Ethereum (ETH) is poised for a resurgence in 2025 as it rides a wave of emerging trends to capitalize on a $100 trillion opportunity in tokenizing real-world assets (RWAs), according to a letter shared with investors by Bitwise’s senior investment strategist, Juan Leon.
The document highlighted that the crypto market was marked by two narratives this year: Bitcoin’s (BTC) new all-time high, driven by spot exchange-traded funds (ETF) approval in the US, and Solana’s (SOL) meteoric popularity as retail investors piled into memecoin speculation.
As a result, Ethereum’s 66% year-to-date return paled when compared to BTC’s 130% gain and SOL’s 106% rally.
ETFs signaling changes
However, recent signs suggest a reversal of sentiment.

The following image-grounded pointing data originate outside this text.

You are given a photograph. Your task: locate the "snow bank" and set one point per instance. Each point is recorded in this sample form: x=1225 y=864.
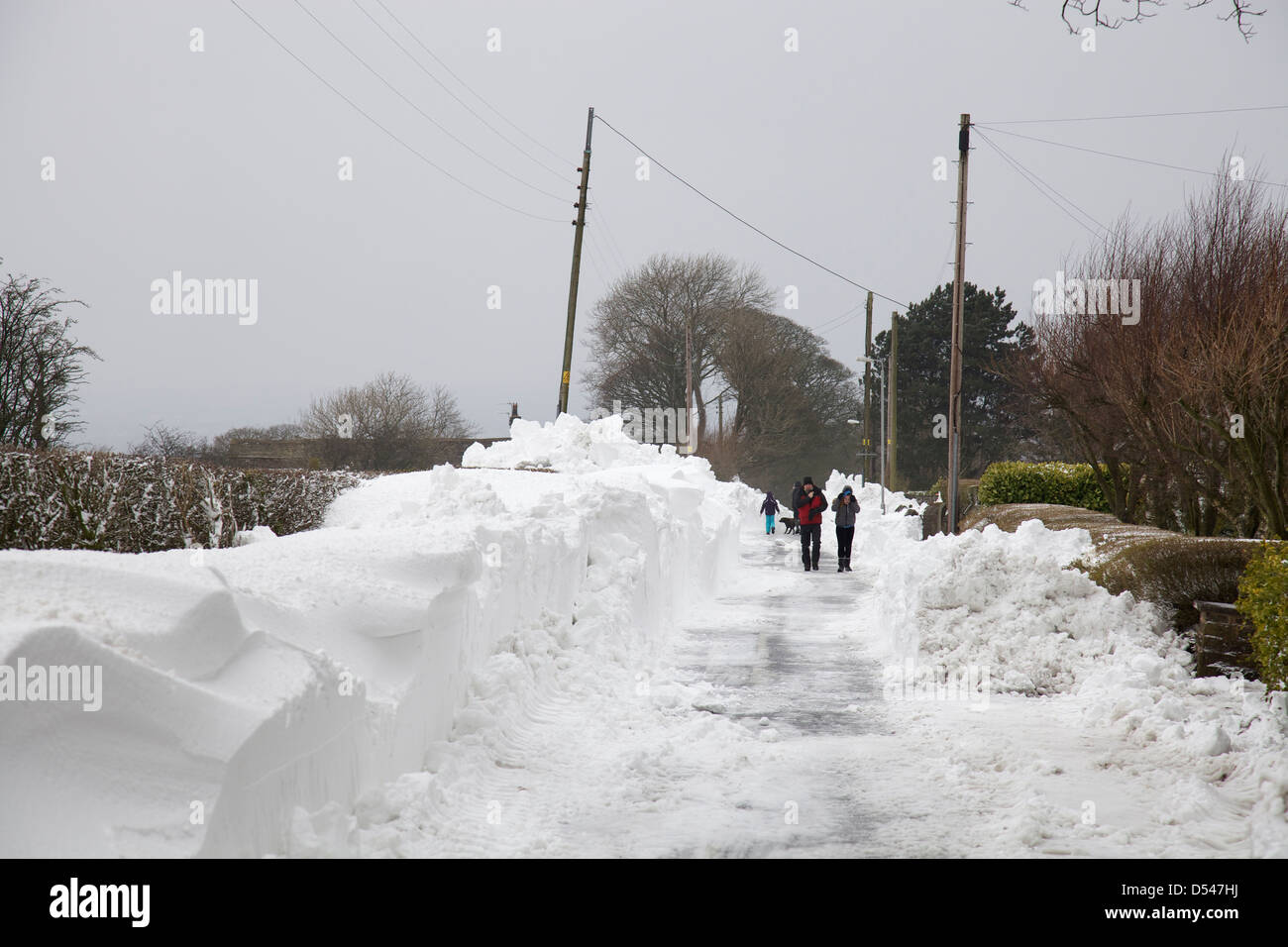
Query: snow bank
x=571 y=446
x=246 y=684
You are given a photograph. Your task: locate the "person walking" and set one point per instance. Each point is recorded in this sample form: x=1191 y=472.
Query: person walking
x=771 y=509
x=846 y=508
x=809 y=518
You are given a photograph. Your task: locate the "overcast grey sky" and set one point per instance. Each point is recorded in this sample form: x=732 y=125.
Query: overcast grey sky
x=223 y=163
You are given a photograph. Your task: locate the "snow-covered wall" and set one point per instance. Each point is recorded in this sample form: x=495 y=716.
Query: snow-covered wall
x=291 y=672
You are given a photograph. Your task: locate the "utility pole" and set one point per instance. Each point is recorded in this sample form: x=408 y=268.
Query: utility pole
x=894 y=397
x=885 y=382
x=580 y=223
x=954 y=372
x=867 y=398
x=688 y=388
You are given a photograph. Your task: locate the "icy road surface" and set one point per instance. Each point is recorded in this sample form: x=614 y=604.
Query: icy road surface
x=763 y=731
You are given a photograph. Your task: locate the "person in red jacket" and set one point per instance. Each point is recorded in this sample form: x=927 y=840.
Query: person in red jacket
x=809 y=515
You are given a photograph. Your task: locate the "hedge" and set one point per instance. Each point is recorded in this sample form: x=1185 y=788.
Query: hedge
x=1065 y=484
x=1154 y=565
x=129 y=504
x=1263 y=599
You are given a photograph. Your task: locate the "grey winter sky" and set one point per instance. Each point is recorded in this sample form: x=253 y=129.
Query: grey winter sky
x=223 y=163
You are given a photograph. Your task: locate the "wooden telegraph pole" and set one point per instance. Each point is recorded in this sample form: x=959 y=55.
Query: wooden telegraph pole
x=894 y=397
x=688 y=390
x=954 y=373
x=580 y=223
x=868 y=466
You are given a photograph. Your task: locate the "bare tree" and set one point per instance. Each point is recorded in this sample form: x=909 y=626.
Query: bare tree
x=638 y=330
x=1185 y=408
x=1115 y=13
x=40 y=365
x=382 y=424
x=162 y=441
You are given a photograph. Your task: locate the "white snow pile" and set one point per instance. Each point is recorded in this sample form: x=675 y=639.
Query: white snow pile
x=1008 y=602
x=1008 y=613
x=571 y=446
x=243 y=686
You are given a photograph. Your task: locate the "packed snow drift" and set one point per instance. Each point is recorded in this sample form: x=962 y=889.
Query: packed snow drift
x=291 y=672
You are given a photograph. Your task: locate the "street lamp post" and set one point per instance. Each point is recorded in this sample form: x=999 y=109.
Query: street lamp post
x=881 y=372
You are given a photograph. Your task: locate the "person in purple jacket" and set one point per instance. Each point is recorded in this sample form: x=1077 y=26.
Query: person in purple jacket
x=771 y=509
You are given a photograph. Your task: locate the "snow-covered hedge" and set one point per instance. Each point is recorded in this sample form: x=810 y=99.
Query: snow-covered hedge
x=1263 y=598
x=128 y=504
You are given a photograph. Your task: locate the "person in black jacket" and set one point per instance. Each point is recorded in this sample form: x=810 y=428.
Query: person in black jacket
x=846 y=509
x=809 y=515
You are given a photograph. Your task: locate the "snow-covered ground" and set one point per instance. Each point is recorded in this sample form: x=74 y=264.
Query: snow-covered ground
x=613 y=659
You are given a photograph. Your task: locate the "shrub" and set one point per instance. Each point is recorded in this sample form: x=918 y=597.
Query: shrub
x=128 y=504
x=1067 y=484
x=1175 y=571
x=1263 y=599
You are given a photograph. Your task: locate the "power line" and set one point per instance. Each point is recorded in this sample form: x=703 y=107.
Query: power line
x=420 y=111
x=455 y=97
x=743 y=222
x=465 y=85
x=612 y=241
x=1039 y=184
x=1121 y=158
x=1140 y=115
x=374 y=121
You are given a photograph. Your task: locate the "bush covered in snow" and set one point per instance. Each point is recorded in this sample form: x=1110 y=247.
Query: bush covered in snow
x=1263 y=598
x=129 y=504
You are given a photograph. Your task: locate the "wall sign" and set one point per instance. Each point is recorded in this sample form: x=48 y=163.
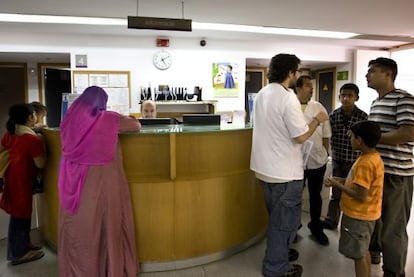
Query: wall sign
x=81 y=61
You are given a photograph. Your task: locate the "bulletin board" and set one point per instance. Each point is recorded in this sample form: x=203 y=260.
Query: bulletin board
x=115 y=83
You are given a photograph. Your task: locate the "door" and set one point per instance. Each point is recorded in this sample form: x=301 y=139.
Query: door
x=57 y=82
x=326 y=88
x=13 y=89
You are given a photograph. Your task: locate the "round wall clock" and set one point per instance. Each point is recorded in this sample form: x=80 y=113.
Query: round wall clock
x=162 y=60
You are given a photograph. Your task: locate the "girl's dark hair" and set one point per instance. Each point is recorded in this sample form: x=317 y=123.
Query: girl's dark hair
x=18 y=114
x=280 y=66
x=38 y=107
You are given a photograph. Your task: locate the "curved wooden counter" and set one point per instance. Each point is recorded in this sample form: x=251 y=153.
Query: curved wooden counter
x=194 y=198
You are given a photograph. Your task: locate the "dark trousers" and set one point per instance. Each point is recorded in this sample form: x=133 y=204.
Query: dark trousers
x=392 y=238
x=339 y=169
x=18 y=237
x=315 y=182
x=283 y=202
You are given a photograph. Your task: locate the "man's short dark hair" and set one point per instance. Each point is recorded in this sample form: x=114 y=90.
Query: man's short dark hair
x=280 y=66
x=368 y=131
x=350 y=86
x=386 y=64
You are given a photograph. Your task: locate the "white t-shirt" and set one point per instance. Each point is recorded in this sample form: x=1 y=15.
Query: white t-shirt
x=318 y=155
x=277 y=119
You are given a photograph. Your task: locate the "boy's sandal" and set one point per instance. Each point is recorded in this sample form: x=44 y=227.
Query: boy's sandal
x=31 y=246
x=28 y=257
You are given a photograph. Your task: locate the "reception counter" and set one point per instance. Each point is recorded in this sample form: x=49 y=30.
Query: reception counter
x=194 y=198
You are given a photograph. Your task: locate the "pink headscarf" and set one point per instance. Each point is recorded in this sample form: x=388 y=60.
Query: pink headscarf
x=89 y=135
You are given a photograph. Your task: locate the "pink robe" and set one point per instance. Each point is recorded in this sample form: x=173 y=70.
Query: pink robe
x=99 y=239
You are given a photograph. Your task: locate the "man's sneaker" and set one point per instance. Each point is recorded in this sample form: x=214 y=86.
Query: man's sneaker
x=293 y=255
x=327 y=224
x=375 y=257
x=294 y=271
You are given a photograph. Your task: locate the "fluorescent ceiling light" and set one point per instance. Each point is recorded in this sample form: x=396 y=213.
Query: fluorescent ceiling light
x=53 y=19
x=56 y=19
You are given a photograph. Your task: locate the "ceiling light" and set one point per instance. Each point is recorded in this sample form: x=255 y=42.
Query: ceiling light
x=53 y=19
x=58 y=19
x=272 y=30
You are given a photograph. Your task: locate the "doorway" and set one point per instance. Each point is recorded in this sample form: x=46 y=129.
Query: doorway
x=326 y=88
x=256 y=78
x=13 y=89
x=55 y=80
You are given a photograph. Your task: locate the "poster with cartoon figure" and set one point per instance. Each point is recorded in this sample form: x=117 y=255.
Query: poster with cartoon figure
x=225 y=79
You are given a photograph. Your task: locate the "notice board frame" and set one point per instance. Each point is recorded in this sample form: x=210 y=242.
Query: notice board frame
x=116 y=83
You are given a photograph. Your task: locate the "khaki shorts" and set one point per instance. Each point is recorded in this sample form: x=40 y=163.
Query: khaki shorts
x=355 y=237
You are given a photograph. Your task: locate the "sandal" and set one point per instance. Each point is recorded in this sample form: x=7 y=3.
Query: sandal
x=28 y=257
x=31 y=246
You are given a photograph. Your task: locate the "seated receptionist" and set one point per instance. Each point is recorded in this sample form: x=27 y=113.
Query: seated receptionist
x=148 y=109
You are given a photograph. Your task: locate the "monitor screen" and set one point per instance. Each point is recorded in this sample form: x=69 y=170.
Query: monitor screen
x=201 y=119
x=157 y=121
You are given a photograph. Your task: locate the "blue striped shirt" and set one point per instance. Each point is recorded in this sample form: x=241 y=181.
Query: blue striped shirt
x=396 y=108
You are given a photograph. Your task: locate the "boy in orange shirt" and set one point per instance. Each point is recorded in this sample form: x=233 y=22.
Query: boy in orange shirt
x=362 y=198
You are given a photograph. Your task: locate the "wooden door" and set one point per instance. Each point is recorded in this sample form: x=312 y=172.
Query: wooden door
x=57 y=82
x=13 y=89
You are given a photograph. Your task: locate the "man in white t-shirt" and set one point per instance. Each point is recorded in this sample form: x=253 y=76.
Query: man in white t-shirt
x=318 y=158
x=279 y=129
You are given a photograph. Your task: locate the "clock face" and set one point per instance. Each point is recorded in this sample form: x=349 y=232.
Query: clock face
x=162 y=60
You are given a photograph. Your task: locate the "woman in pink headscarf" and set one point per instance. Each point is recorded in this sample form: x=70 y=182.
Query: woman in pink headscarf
x=96 y=234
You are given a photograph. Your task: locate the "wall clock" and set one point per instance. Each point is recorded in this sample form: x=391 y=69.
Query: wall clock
x=162 y=60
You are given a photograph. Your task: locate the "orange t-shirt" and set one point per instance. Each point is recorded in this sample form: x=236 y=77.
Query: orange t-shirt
x=367 y=172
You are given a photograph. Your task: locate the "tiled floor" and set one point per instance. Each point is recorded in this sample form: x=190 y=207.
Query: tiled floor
x=317 y=261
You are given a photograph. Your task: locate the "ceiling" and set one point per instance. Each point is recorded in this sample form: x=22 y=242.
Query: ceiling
x=381 y=23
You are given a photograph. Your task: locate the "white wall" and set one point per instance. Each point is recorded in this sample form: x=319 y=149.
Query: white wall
x=405 y=76
x=192 y=64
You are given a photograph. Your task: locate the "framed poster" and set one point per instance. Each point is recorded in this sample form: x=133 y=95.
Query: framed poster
x=225 y=79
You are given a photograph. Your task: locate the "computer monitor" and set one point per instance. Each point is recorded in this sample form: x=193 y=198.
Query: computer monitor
x=201 y=119
x=157 y=121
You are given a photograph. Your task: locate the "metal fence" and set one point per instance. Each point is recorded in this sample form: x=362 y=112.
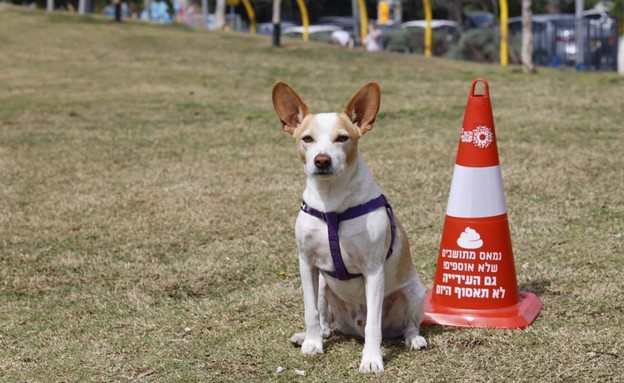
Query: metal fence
x=554 y=41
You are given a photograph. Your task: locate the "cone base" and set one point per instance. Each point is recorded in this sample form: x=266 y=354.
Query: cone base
x=517 y=316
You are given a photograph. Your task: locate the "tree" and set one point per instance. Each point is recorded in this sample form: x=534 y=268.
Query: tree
x=527 y=37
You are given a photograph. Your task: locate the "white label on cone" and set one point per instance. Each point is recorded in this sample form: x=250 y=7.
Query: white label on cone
x=469 y=239
x=476 y=192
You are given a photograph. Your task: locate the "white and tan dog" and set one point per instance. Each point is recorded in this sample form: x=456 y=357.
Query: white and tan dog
x=356 y=269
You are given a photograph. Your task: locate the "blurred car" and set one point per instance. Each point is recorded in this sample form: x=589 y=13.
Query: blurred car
x=345 y=22
x=478 y=19
x=554 y=39
x=448 y=27
x=267 y=28
x=322 y=33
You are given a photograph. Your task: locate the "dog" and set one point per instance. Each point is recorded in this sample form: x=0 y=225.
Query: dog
x=356 y=269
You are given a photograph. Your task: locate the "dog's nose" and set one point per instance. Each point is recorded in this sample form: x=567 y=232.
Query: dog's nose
x=322 y=161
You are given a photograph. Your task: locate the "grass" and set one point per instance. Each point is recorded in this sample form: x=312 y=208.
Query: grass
x=147 y=199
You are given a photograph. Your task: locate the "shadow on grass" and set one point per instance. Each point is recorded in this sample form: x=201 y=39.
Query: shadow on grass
x=538 y=287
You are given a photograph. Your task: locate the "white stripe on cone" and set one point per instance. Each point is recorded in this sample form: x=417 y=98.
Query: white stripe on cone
x=476 y=192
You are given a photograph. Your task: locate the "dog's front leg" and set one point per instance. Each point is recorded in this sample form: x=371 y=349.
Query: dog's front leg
x=313 y=342
x=371 y=356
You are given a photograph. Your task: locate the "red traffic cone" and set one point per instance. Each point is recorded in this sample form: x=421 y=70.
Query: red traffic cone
x=475 y=282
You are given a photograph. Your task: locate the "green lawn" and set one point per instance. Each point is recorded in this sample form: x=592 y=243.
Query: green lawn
x=148 y=194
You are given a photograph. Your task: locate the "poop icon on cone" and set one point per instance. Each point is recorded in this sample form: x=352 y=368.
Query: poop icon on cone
x=475 y=283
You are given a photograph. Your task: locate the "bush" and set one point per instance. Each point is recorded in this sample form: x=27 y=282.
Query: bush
x=480 y=45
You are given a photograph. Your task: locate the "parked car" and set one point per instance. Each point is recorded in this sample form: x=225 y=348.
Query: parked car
x=554 y=39
x=267 y=28
x=448 y=27
x=478 y=19
x=321 y=33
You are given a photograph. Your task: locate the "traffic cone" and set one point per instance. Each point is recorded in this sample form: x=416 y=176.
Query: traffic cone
x=475 y=283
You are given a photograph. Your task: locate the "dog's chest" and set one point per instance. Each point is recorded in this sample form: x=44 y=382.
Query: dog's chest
x=359 y=241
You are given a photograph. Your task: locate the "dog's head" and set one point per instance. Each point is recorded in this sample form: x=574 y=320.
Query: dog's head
x=327 y=142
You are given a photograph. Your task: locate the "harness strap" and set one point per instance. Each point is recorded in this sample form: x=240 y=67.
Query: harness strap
x=333 y=219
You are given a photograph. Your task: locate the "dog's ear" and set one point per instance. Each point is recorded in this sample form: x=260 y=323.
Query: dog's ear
x=363 y=107
x=289 y=106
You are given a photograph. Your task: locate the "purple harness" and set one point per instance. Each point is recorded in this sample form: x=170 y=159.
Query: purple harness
x=333 y=219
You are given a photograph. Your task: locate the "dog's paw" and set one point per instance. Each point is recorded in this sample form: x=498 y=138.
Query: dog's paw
x=312 y=346
x=371 y=364
x=298 y=338
x=415 y=342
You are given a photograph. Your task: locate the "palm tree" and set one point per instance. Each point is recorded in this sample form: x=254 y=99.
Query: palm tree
x=527 y=37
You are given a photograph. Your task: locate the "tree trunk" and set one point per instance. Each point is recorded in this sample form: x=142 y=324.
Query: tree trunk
x=220 y=14
x=527 y=37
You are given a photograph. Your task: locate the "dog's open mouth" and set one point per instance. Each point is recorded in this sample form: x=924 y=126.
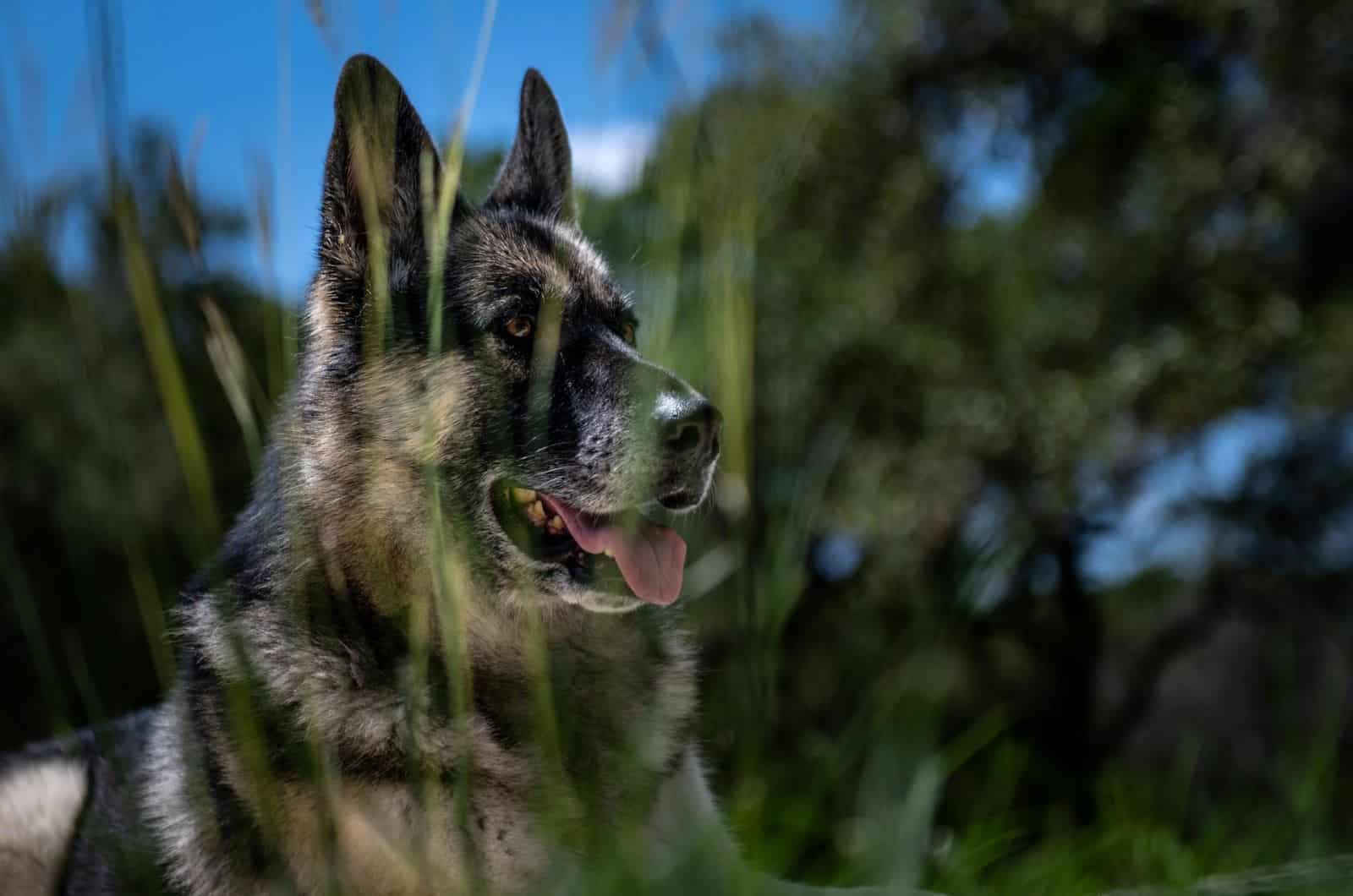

Over the past 10 days, Ethereum ETFs have attracted a staggering $2 billion in net inflows, eight times the $250 million net inflows recorded in the preceding four months.
On Dec. 5, data from Farside Investors pointed out that the spot Ethereum ETFs traded in the US registered $428.5 million in inflows, a new daily record propelled by $292.7 million directed at BlackRock’s ETHA.
Moreover, Ethereum ETFs saw less than three-digit daily inflows in only 3 out of the 10 past trading days saw inflows.
This surge indicates that institutional and retail investors are warming up to Ethereum again.
RWA growth
The tokenization of real-world assets might be the fuel for Ethereum’s resurgence. This process involves digitizing traditional assets — such as Treasury bills, real estate, and commodities — into blockchain-based tokens, offering faster, cheaper, and more efficient trading and settlement.
Tokenization is no longer a far-off dream. Major players like BlackRock, Franklin Templeton, and UBS have adopted blockchain technology to tokenize RWAs. BlackRock’s tokenized treasury fund, BUIDL, currently has a market cap of $544 million.
According to the letter, real-world assets are valued at roughly $100 trillion globally, creating a staggering opportunity. While it could take decades for significant portions of this market to shift to blockchain rails, Leon sees immense potential upside.
Considering that Ethereum holds 81% of the RWA market, Leon estimates that fees generated from RWA-linked activity on Ethereum could ultimately surpass $100 billion annually, more than 40 times the network’s $2.4 billion in fees year-to-date.
The letter attributes Ethereum’s dominance to its status as the most reliable and decentralized smart contract platform, secured by its long history of supporting decentralized applications and its vast distributed validator network.
As the world’s largest asset managers explore tokenized assets, Ethereum remains the “battle-tested” standard. Furthermore, regulatory tailwinds could accelerate this transformation, setting Ethereum for potentially explosive growth.
The letter noted that an increasingly pro-crypto U.S. Securities and Exchange Commission (SEC) may provide much-needed clarity, removing barriers to adoption and institutional participation.